We can’t wait to see it first because: Its director Rachel Chavkin is a genius. She’s stunned Broadway with Natasha, Pierre & The Great Comet Of 1812 – only the 12 Tony Award nominations – and now the West End with Hadestown at the National Theatre. So we can’t wait to witness her interpretation of an Arthur Miller play…
First performance: 5 February at Wyndham’s Theatre
What’s it about?: David Suchet. Brendan Coyle. A riveting revival of an affecting play. What’s not to love? The Price centres on a veteran appraiser (Suchet), who looks to secure the best possible price for two brothers’ inherited family home and possessions. But what’s the true price that both brothers have paid… over their whole lives?

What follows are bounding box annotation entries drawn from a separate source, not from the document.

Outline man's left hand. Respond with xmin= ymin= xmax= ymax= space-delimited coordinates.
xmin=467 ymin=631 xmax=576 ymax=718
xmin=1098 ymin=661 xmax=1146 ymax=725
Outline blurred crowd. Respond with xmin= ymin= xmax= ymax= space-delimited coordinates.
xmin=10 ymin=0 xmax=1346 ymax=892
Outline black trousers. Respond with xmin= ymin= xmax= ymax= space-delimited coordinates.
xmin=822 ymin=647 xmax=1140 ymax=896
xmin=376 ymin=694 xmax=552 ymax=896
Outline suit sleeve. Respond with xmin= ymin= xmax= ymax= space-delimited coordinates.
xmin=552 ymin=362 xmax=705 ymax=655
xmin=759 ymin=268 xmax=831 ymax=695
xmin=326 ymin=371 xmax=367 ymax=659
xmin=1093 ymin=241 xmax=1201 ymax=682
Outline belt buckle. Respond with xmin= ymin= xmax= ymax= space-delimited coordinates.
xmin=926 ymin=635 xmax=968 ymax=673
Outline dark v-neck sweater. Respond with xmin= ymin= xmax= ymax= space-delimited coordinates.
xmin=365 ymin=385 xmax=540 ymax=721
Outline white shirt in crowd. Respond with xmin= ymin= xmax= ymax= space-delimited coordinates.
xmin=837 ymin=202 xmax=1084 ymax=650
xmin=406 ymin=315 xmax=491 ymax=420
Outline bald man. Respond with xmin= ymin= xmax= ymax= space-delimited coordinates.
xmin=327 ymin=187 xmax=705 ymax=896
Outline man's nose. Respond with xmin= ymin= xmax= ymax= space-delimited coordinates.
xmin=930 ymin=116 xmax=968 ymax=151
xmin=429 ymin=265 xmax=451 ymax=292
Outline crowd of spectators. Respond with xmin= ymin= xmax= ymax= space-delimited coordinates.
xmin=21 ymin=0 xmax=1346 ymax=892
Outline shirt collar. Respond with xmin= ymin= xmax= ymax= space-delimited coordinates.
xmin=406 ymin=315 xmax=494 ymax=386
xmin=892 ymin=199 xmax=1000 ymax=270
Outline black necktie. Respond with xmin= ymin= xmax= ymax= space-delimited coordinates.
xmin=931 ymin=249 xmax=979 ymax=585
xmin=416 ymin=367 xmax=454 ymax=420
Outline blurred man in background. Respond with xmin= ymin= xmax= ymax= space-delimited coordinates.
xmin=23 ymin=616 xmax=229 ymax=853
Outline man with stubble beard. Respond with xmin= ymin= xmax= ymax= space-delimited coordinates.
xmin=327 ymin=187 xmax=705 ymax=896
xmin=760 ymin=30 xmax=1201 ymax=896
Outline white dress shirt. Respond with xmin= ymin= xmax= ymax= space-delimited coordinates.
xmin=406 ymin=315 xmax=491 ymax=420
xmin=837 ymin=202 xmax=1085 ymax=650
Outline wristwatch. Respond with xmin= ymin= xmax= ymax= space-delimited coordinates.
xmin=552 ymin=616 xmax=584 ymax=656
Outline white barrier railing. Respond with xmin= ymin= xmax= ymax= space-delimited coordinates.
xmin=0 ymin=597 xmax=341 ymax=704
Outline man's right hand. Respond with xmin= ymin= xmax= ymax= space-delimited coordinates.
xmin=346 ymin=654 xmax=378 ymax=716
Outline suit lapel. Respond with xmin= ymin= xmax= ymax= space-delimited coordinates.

We can’t wait to see it first because: With dramatic revelations aplenty, The Price is the kind of twisting, turning show you simply have to be amongst the first attendees of.
First performance: 15 February at Theatre Royal Stratford East
What’s it about?: A dark case for psychiatrist Dr Martin Dysart, whose newest patient, seventeen year-old Alan Strang, blinded six horses with a metal spike. As Dysart digs further and further into Strang’s psyche, he begins to call his own sense of purpose into question, as harrowing themes of religion, relationships and societal foundations come to the fore.
We can’t wait to see it first because: It’s all too rarely revived. Peter Shaffer’s play is a knockout psychological thriller – and this exciting new production promises to pull no punches.